A heavy pang settled in my chest as I realized I owed him more than just an apology.
I leaned my forehead against the cool wall beside the door, my breath unsteady.
Griffin didn’t need me barging in right now, interrupting this moment. Any rushed apology I could offer would only be for my benefit, not his.
The way he looked at his dad—steady, grounded—was something I couldn’t touch, something far beyond my understanding.
Silently, I slipped back from the door and made my way down the hall, my footsteps quiet against the tile floor.
A cold breeze swept in as I stepped outside, hitting me like a jolt of reality I hadn’t been ready for.
Maybe I’d been wrong about this job—or my reasons for wanting to leave.
Watching Griffin with his dad had struck something raw in me.
The guy had a whole world beyond his work, people he showed up for no matter how hard or messy things got.
It was a world so different from mine—a life made up of fans and followers who thought they knew me and a few friends who mostly talked in terms of my “brand.”
A flicker of jealousy caught me off guard. Griffin had something real to hold onto.

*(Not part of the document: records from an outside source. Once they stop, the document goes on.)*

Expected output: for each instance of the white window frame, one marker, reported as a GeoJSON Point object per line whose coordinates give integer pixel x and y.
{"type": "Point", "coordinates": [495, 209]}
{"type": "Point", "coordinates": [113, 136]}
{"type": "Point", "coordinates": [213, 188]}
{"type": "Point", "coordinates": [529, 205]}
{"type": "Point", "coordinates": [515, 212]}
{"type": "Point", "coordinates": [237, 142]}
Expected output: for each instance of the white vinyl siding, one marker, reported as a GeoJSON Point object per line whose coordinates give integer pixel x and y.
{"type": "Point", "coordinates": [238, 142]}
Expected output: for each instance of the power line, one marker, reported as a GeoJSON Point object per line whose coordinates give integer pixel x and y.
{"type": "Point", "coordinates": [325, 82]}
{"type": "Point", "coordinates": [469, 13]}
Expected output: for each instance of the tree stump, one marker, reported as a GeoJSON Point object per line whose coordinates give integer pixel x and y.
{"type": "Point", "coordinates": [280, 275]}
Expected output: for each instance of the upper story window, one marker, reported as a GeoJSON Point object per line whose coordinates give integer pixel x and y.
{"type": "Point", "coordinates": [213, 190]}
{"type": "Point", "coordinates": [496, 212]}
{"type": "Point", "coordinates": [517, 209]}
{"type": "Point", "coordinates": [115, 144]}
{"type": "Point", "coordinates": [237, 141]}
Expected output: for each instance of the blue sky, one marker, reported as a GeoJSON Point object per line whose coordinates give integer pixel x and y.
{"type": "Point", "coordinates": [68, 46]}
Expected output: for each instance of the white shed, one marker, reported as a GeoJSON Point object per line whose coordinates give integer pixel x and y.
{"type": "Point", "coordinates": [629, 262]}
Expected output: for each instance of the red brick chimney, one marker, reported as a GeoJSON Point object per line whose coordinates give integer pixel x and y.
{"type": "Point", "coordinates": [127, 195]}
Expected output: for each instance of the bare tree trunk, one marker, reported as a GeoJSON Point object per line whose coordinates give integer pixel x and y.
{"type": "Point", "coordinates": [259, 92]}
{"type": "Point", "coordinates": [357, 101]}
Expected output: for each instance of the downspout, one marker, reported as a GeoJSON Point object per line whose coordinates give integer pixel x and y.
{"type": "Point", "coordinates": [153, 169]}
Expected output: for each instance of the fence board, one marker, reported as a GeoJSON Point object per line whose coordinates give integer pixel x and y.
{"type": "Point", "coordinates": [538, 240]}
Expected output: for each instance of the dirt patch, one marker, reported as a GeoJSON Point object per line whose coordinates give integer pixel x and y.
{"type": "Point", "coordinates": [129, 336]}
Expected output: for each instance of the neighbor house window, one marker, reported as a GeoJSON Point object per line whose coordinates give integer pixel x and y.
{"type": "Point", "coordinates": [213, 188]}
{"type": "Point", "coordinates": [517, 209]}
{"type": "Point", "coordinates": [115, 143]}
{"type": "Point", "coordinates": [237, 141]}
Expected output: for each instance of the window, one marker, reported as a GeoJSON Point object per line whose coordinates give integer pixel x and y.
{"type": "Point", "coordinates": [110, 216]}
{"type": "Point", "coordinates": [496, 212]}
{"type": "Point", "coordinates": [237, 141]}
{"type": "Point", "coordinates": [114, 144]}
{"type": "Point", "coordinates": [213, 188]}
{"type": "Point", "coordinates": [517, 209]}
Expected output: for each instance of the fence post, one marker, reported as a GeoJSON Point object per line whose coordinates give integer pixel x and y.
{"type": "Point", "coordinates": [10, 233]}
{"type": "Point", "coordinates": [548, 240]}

I, on the other hand, had been drifting from one stream to the next, one convention after another, barely trusting anyone and keeping walls up between myself and whatever people wanted from me.
Now here I was, fumbling through his life like a careless tourist, disrupting the things that mattered to him.
But maybe this place—the bar, the job—was different. It wasn’t just about me for once.